Slander is a lie that can hurt a person or an organization’s reputation. It is considered a “spoken” form of defamation of character, though gestures (such as sign language) are also included. Unlike libel (which covers videotapes or printed articles), slander is transitory.
If a person feels that he has been slandered, he can take the case to civil court in a “defamation of character” lawsuit. However, he must prove the case, presenting witnesses that overheard the statement. The person must also prove that the statements were made with malicious intent to ruin his reputation or bring down a company. If he wins the case, he can get general damages for experienced emotional trauma, and special damages for any financial loss incurred. It is harder, though, to prove financial loss.
Some statements, however, are outrightly considered as slanderous because of their obviously negative effect on somebody’s reputation. These include accusations that a person is incompetent or unfit to do his job, has participated in criminal acts, has an unsavory disease, or has participated in immoral sexual acts (especially if the plaintiff is female, and feels that her virtue has been put into question).

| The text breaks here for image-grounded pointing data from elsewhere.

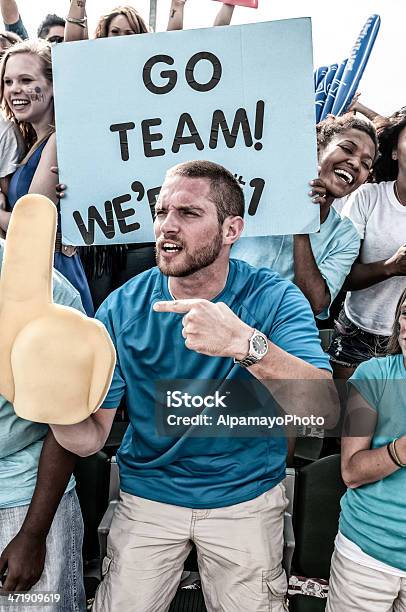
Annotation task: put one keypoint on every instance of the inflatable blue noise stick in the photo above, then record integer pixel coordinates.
(319, 75)
(332, 92)
(355, 65)
(323, 89)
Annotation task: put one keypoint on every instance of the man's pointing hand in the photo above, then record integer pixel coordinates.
(210, 328)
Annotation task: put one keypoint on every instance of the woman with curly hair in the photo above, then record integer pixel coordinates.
(378, 275)
(319, 263)
(368, 570)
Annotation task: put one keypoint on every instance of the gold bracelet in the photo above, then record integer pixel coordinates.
(76, 21)
(398, 461)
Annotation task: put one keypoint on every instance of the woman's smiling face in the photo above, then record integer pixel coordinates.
(346, 161)
(27, 92)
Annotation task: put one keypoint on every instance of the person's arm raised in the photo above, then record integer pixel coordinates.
(76, 22)
(307, 274)
(276, 370)
(175, 20)
(224, 15)
(87, 437)
(360, 464)
(44, 180)
(24, 556)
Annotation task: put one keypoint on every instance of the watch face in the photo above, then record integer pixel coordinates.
(259, 344)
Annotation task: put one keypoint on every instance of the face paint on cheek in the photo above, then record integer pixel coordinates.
(36, 95)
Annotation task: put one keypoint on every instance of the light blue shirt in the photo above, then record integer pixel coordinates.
(373, 516)
(21, 440)
(335, 248)
(199, 472)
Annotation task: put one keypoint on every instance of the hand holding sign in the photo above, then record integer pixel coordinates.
(56, 364)
(247, 3)
(210, 328)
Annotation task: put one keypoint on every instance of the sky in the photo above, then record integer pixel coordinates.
(335, 29)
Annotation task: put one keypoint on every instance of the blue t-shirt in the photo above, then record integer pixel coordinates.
(335, 248)
(21, 440)
(189, 471)
(373, 516)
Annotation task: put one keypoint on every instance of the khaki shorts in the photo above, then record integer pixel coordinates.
(239, 551)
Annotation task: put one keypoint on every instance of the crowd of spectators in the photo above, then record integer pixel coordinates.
(351, 275)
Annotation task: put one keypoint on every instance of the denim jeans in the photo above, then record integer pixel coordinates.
(63, 571)
(351, 345)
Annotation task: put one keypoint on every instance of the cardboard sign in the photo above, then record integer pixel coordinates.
(129, 108)
(247, 3)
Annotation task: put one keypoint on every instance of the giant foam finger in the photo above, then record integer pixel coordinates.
(56, 364)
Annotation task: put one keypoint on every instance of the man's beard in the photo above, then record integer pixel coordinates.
(201, 258)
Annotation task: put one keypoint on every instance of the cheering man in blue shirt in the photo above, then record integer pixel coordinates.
(201, 316)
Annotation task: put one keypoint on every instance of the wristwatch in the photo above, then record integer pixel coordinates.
(258, 348)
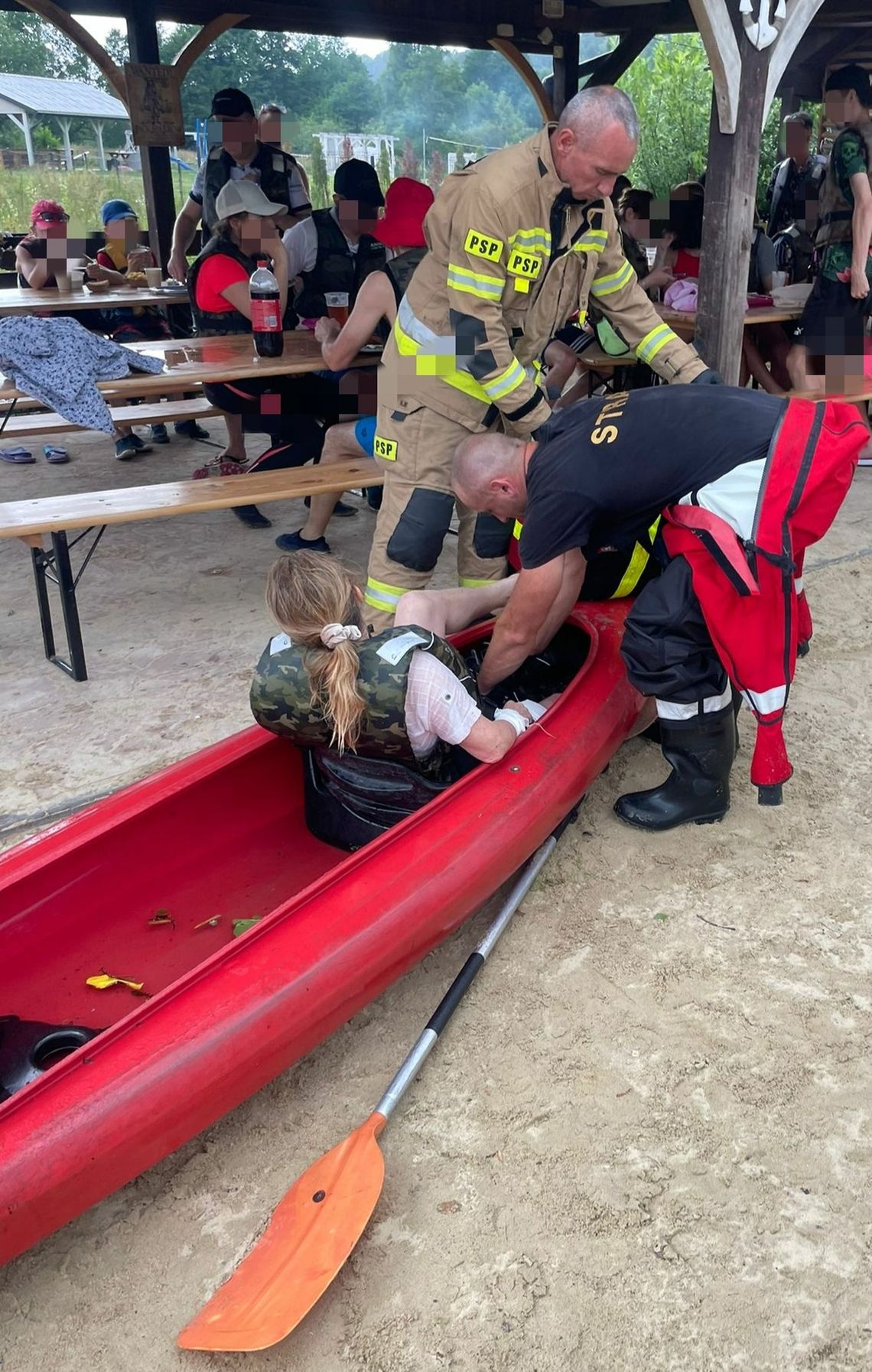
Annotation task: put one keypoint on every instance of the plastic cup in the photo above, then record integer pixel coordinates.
(338, 306)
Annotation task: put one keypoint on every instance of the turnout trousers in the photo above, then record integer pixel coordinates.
(415, 449)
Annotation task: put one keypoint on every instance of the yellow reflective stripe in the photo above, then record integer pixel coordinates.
(636, 566)
(614, 281)
(652, 342)
(506, 382)
(440, 366)
(382, 596)
(594, 240)
(530, 239)
(476, 283)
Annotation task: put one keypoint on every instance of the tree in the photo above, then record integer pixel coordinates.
(437, 171)
(319, 177)
(409, 162)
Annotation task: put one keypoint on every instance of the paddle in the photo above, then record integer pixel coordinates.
(317, 1223)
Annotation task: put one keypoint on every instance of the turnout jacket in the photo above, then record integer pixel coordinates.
(511, 259)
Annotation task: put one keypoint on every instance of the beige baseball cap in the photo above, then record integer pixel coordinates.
(245, 198)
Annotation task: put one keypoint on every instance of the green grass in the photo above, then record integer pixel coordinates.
(80, 193)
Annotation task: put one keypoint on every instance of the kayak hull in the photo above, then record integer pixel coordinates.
(216, 1032)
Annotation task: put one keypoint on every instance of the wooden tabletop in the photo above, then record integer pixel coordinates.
(765, 314)
(83, 509)
(17, 301)
(191, 363)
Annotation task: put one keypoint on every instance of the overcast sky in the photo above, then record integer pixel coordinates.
(99, 28)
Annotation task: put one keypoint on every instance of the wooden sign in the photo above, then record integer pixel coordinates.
(154, 102)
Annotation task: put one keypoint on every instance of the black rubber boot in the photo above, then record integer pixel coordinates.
(252, 516)
(701, 753)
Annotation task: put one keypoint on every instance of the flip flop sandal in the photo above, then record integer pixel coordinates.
(219, 467)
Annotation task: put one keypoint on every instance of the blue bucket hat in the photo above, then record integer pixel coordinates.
(117, 210)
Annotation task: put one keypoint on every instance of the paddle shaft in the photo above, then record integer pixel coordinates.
(462, 983)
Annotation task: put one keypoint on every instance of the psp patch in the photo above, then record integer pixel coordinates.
(483, 246)
(523, 268)
(385, 447)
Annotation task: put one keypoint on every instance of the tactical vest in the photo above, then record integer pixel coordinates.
(227, 321)
(399, 272)
(335, 268)
(281, 694)
(837, 210)
(274, 166)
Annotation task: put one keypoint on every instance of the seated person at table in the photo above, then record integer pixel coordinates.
(46, 252)
(376, 309)
(121, 254)
(402, 694)
(680, 246)
(238, 155)
(335, 250)
(281, 406)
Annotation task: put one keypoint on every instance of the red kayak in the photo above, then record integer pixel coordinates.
(145, 886)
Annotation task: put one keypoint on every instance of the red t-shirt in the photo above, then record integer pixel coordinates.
(214, 276)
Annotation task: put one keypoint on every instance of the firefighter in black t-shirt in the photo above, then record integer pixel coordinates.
(744, 482)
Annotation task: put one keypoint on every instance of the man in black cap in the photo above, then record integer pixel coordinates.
(238, 155)
(334, 250)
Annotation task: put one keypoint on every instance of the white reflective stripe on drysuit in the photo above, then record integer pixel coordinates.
(690, 710)
(766, 701)
(734, 496)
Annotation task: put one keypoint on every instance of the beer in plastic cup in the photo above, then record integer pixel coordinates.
(338, 306)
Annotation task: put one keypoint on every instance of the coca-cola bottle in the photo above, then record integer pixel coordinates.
(265, 310)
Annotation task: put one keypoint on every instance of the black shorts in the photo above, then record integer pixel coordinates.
(832, 323)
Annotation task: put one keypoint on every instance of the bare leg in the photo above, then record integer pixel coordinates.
(451, 610)
(235, 450)
(340, 445)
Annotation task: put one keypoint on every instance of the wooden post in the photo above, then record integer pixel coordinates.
(565, 69)
(157, 171)
(730, 193)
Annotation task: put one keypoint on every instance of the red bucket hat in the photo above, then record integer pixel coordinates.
(48, 212)
(405, 206)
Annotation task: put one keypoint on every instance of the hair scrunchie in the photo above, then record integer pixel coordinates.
(335, 634)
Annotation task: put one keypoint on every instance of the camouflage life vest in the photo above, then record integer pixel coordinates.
(837, 212)
(281, 693)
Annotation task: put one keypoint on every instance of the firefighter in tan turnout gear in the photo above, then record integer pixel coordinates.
(519, 243)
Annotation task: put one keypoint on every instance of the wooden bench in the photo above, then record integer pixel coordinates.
(33, 423)
(57, 516)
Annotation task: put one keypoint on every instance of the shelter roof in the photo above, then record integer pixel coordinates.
(43, 95)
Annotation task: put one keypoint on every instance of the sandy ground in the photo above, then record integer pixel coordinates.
(646, 1139)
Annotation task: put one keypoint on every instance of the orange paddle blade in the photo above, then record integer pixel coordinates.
(312, 1232)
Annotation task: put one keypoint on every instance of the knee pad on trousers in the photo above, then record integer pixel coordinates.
(490, 537)
(421, 530)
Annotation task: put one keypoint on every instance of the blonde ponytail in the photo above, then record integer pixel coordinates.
(307, 592)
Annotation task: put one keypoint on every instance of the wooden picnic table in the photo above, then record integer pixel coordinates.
(14, 301)
(684, 321)
(188, 364)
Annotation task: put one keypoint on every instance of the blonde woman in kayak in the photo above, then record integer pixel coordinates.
(402, 694)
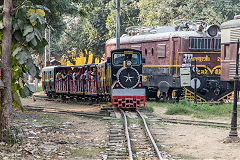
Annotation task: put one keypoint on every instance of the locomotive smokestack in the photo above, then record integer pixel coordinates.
(237, 17)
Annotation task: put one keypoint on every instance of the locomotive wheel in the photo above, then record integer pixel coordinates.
(158, 95)
(63, 97)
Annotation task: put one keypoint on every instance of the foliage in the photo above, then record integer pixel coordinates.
(28, 25)
(214, 12)
(199, 110)
(129, 17)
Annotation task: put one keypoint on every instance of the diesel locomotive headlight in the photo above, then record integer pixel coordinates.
(129, 63)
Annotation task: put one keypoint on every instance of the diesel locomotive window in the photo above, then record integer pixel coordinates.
(161, 50)
(197, 43)
(118, 58)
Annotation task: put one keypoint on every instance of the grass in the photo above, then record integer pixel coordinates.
(40, 88)
(200, 110)
(149, 108)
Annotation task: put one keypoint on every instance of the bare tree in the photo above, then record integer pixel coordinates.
(6, 99)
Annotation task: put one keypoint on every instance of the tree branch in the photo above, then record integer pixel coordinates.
(15, 9)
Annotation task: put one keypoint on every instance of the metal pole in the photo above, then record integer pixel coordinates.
(195, 82)
(49, 43)
(233, 133)
(45, 54)
(118, 25)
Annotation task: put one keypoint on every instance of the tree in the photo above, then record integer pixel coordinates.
(6, 106)
(21, 35)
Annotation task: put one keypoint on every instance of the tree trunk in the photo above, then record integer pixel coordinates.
(6, 99)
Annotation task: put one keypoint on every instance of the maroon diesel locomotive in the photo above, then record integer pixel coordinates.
(230, 36)
(170, 53)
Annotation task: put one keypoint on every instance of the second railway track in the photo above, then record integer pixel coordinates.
(130, 138)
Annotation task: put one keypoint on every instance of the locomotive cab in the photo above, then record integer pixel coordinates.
(127, 88)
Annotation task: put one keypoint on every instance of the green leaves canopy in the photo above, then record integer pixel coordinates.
(28, 28)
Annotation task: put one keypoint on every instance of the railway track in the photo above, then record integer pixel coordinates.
(59, 111)
(133, 140)
(193, 122)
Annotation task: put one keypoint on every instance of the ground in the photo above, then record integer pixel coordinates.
(54, 136)
(196, 142)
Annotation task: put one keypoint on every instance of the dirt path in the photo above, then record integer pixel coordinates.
(196, 142)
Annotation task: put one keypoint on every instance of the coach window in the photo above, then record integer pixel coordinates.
(226, 51)
(161, 50)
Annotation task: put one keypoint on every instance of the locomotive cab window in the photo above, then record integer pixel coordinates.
(161, 50)
(118, 58)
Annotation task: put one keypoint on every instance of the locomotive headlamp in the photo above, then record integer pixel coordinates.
(213, 30)
(129, 63)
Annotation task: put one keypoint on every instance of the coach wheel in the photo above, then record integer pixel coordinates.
(170, 95)
(63, 97)
(49, 95)
(164, 96)
(158, 95)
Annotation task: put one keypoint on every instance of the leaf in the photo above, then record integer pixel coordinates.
(31, 68)
(18, 49)
(18, 36)
(20, 24)
(33, 18)
(25, 92)
(27, 29)
(30, 36)
(15, 26)
(43, 8)
(34, 42)
(21, 57)
(31, 87)
(1, 24)
(17, 101)
(38, 34)
(40, 12)
(41, 19)
(20, 81)
(30, 12)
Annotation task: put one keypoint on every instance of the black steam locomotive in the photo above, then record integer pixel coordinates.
(118, 78)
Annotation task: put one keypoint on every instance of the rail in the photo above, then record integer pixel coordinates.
(151, 138)
(127, 136)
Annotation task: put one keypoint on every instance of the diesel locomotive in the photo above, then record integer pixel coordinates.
(118, 79)
(170, 53)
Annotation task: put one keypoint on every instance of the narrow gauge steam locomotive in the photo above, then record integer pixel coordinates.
(170, 50)
(118, 79)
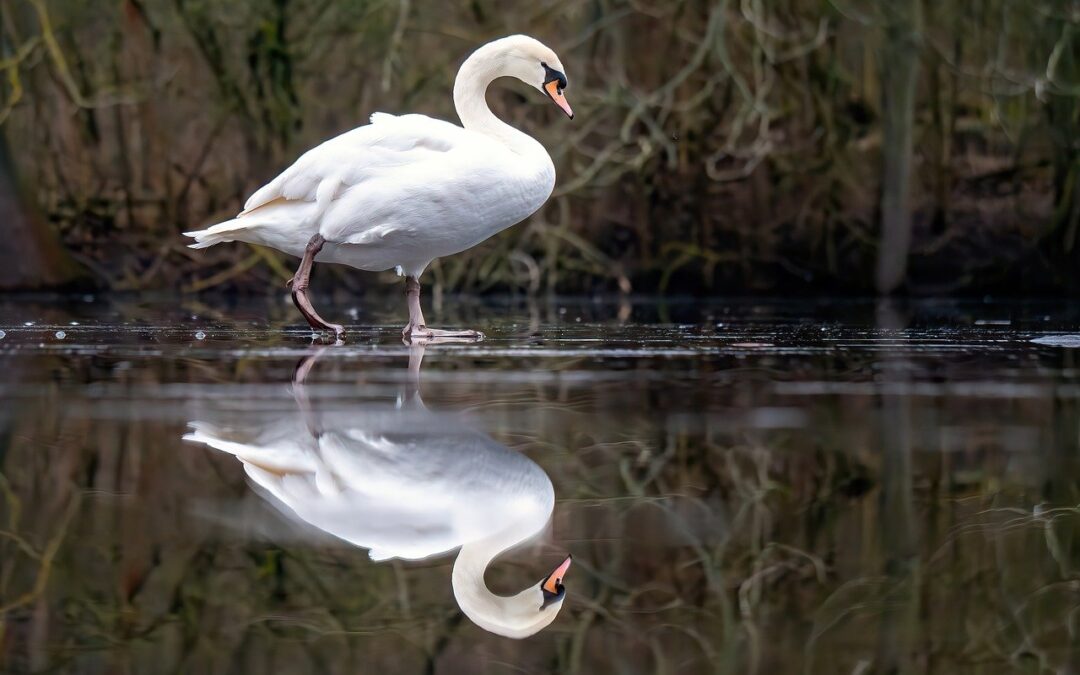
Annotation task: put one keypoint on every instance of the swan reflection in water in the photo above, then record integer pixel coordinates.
(406, 484)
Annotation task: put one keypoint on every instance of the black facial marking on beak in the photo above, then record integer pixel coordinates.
(553, 76)
(553, 84)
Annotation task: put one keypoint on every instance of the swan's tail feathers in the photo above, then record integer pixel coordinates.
(218, 233)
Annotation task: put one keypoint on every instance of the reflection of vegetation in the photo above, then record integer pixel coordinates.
(734, 142)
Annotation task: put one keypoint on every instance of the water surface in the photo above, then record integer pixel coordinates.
(744, 486)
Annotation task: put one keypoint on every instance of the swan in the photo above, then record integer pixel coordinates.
(409, 495)
(403, 190)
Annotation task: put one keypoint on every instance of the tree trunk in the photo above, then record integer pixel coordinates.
(900, 65)
(31, 255)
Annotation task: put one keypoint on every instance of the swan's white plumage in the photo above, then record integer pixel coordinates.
(406, 189)
(407, 495)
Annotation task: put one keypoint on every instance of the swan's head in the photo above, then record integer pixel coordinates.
(531, 62)
(518, 616)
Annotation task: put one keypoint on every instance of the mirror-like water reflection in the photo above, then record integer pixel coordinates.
(404, 484)
(744, 487)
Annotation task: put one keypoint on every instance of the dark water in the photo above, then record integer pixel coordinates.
(817, 487)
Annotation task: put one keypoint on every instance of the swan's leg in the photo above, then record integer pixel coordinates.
(299, 287)
(417, 327)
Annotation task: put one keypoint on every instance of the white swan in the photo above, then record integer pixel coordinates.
(407, 189)
(408, 495)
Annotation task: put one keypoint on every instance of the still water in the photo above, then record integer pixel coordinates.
(191, 486)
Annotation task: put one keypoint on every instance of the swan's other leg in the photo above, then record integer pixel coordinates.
(299, 287)
(417, 327)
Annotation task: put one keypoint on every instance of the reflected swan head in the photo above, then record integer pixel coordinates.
(518, 616)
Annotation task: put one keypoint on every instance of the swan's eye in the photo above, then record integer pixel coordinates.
(551, 598)
(550, 75)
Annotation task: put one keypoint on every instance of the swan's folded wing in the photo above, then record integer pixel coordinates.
(389, 142)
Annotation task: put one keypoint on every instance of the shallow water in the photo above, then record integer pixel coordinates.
(744, 486)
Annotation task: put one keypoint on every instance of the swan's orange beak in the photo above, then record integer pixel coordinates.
(556, 94)
(555, 579)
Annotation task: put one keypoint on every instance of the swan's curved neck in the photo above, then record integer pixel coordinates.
(470, 89)
(514, 616)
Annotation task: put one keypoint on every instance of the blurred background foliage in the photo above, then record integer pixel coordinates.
(726, 146)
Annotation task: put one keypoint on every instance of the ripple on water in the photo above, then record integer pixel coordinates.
(1058, 340)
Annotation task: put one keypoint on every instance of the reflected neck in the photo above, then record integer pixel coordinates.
(515, 616)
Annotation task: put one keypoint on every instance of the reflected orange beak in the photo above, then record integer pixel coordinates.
(551, 584)
(556, 95)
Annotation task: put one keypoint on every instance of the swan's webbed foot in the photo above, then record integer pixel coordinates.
(421, 332)
(299, 287)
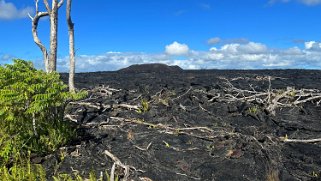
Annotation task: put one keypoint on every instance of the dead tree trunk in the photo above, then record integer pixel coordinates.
(51, 59)
(71, 48)
(35, 21)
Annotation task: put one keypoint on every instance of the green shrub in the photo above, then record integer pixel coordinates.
(32, 106)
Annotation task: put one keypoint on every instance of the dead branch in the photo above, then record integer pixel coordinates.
(300, 140)
(182, 94)
(144, 149)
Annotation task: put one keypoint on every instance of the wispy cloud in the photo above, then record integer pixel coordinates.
(216, 40)
(213, 41)
(180, 12)
(176, 49)
(8, 11)
(205, 6)
(305, 2)
(251, 55)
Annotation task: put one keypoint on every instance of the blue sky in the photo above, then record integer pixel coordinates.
(194, 34)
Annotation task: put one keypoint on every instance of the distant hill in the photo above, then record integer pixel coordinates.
(151, 68)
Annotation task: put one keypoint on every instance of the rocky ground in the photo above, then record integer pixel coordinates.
(166, 124)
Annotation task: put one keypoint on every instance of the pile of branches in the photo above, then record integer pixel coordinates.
(271, 99)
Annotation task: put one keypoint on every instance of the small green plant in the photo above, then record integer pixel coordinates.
(144, 106)
(22, 169)
(254, 110)
(32, 105)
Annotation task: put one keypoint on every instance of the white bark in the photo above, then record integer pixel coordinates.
(51, 59)
(71, 48)
(35, 21)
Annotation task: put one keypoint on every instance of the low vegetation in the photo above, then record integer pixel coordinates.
(32, 105)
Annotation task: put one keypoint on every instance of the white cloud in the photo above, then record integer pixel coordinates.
(251, 55)
(312, 45)
(9, 11)
(311, 2)
(306, 2)
(213, 41)
(177, 49)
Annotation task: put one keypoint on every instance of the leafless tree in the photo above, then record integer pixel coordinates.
(71, 47)
(50, 60)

The court, however, also looks into the extent of damage caused by the slanderous statement, in the form of the number of people who have heard and potentially believed it. That is why libel cases often receive more damages, because the permanent form of videotapes and the wide reach of mass media like television and newspapers can really ruin a person’s reputation overnight. Slanderous statements, on the other hand, have a more limited audience— and because of the temporary nature of the statements, they are much harder to prove.